Was erwarten Sie von der Europawahl?
Wir haben das Dilemma, dass die meisten Parteien dem rechten Rand hinterherhecheln und man eigentlich nicht recht weiß, wen man wählen kann. Ein Theaterprojekt ist nur ein ganz kleiner Versuch, sich dem entgegenzustemmen. Andererseits gab es erst kürzlich ein Beispiel dafür, dass Kunst durchaus etwas verändern kann.
Nämlich?
Der Film „The Green Border“ über die belarussisch-polnische Grenze und den verborgenen Krieg gegen Flüchtlinge hatte wohl einigen Einfluss auf die letzte Wahl in Polen. Die Regisseurin Agnieszka Holland hat auf einer Gala gesagt, der Film, der drei, vier Monate vor den Wahlen ins Kino kam, sei der meist gesehene seit Jahren in Polen gewesen. Es gab sehr viele Reaktionen. Sie wurde als „Vaterlandsverräterin“ beschimpft, musste Polizeischutz bekommen. Der Film hat offensichtlich in Polen einiges ausgelöst.
Wie erklären Sie sich das?
Eigentlich ist es ein Dokumentarfilm. Er beschreibt authentisch die Situation an der Grenze, wie übel den Flüchtlingen mitgespielt wird. Dass es aber auch Menschen gibt, die ihren humanitären Background nicht ganz verloren haben. Der Film wirkt auch stark durch die Bilder. Das hat wohl viele zum Nachdenken gebracht.
Kommen wir zu Ihrer Gruppe borderline-europe. Was machen Sie?
Wir haben uns 2007 in Berlin gegründet. Eine Kollegin zog 2009 nach Palermo, seitdem haben wir auch dort ein Büro und einen Verein. Die Kollegin hat mit italienischen Aktivist*innen ein Monitoring der Situation der Geflüchteten auf Sizilien und in Richtung Lampedusa und Nordafrika begonnen.
Auf dem Meer?
An Land. Als 2015 die zivile Seenotrettung begann, war es für sie ausgesprochen hilfreich, dass es uns gab, weil wir vor Ort verankert waren und die Strukturen kannten. Und wir kooperieren seither.
Was ist Ihr Part dabei, Sie haben ja keine Rettungsschiffe?

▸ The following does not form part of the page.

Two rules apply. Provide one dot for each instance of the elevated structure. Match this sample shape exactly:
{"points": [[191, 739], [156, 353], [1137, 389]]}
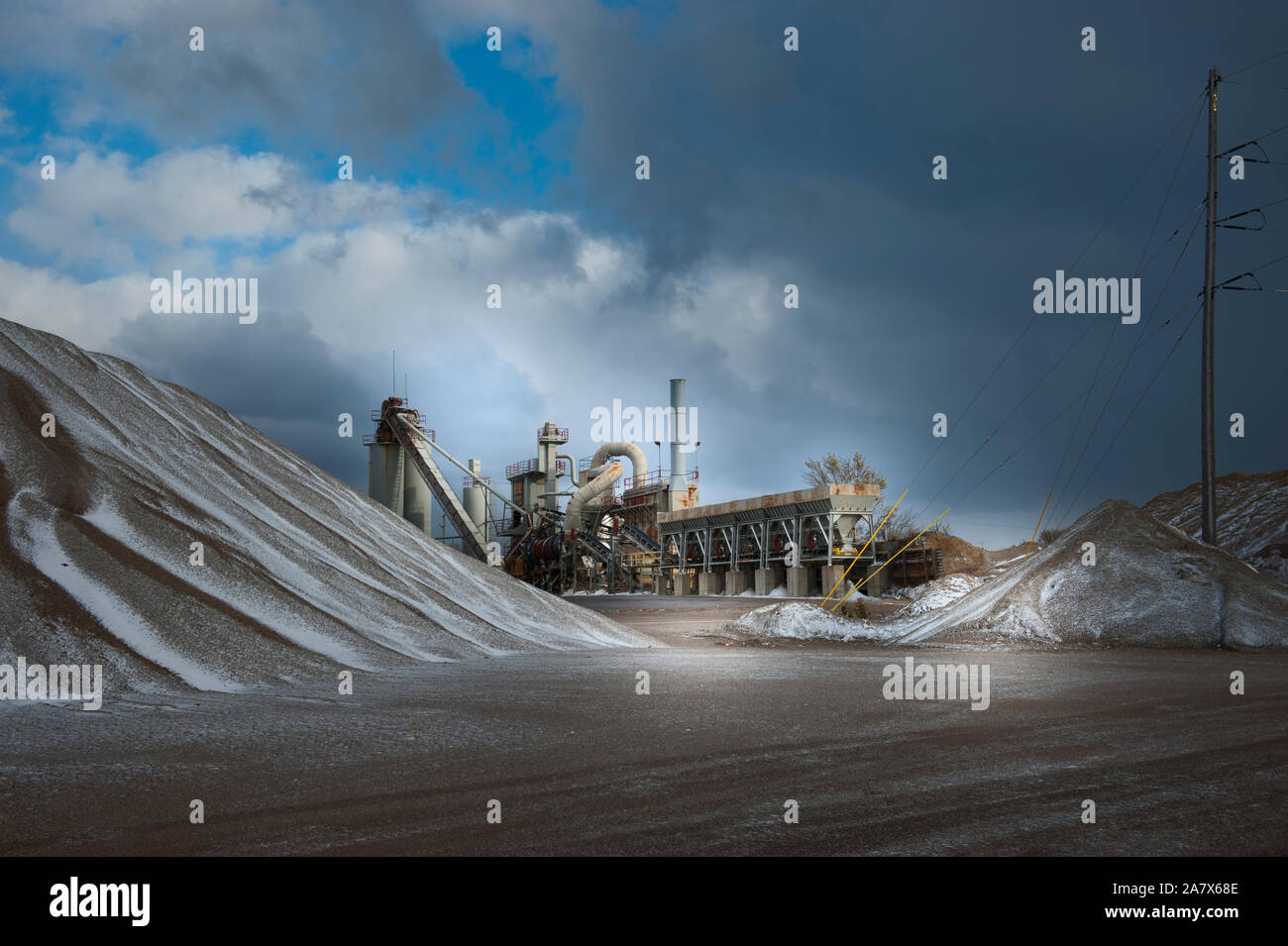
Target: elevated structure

Wir machen viel Öffentlichkeitsarbeit, haben Kontakte, etwa zu Jurist*innen in Italien, Griechenland. Wir waren in gewisser Weise auch Geburtshelfer für die Seawatch, denn wir haben anfangs für Harald Höppner, den Initiator, Spenden eingesammelt – und so zum Anfang dieser großartigen Organisation beigetragen. Wir arbeiten viel mit Aktivist*innen aus der Geflüchtetenszene zusammen, helfen, Anträge zu stellen, solche Dinge. 2016 haben wir zum Beispiel ein soziales Projekt zur Unterstützung von Geflüchteten auf Lesbos begonnen, das gibt es immer noch.
Ein Schwerpunkt Ihrer Arbeit ist die Beobachtung und Dokumentation von sogenannten Schleuser-Prozessen.
Ja, wir nennen das „Kriminalisierung von Solidarität“. Gerade gibt es ja zum Beispiel die Berufungsverhandlung im Fall Homayoun Sabetara, einem iranischen Flüchtling, der gezwungen wurde, das Fluchtauto zu fahren. Er wollte zu seinen Töchtern nach Deutschland und ist in Griechenland zu 18 Jahren Haft verurteilt worden. Seine Tochter hier in Berlin hat eine Kampagne für seine Freilassung organisiert. Homayoun ist kein Einzelfall. In Griechenland sitzen Hunderte Flüchtlinge wegen „Schleusens“ in Haft, in Europa Tausende.
Das sind Flüchtlinge, keine Geschäftsleute oder andere Kriminelle, denn es nur um das Geld geht?
In der Regel sind es Flüchtlinge und sie bekommen mehrjährige Haftstrafen, bis zu 100 Jahre! Oft sind die „Schleuser“ arme Menschen etwa aus der Türkei, denen man ein paar hundert Euro verspricht, wenn sie das Boot fahren. Die haben keine Ahnung und werden bei diesen gefährlichen Überfahrten praktisch verheizt. Dazu kommt: Weil die Familienzusammenführung nach Deutschland nicht funktioniert oder in die Länge gezogen wird, bleibt Menschen nicht anderes übrig, als sich der Schlepper-Schleuser zu bedienen.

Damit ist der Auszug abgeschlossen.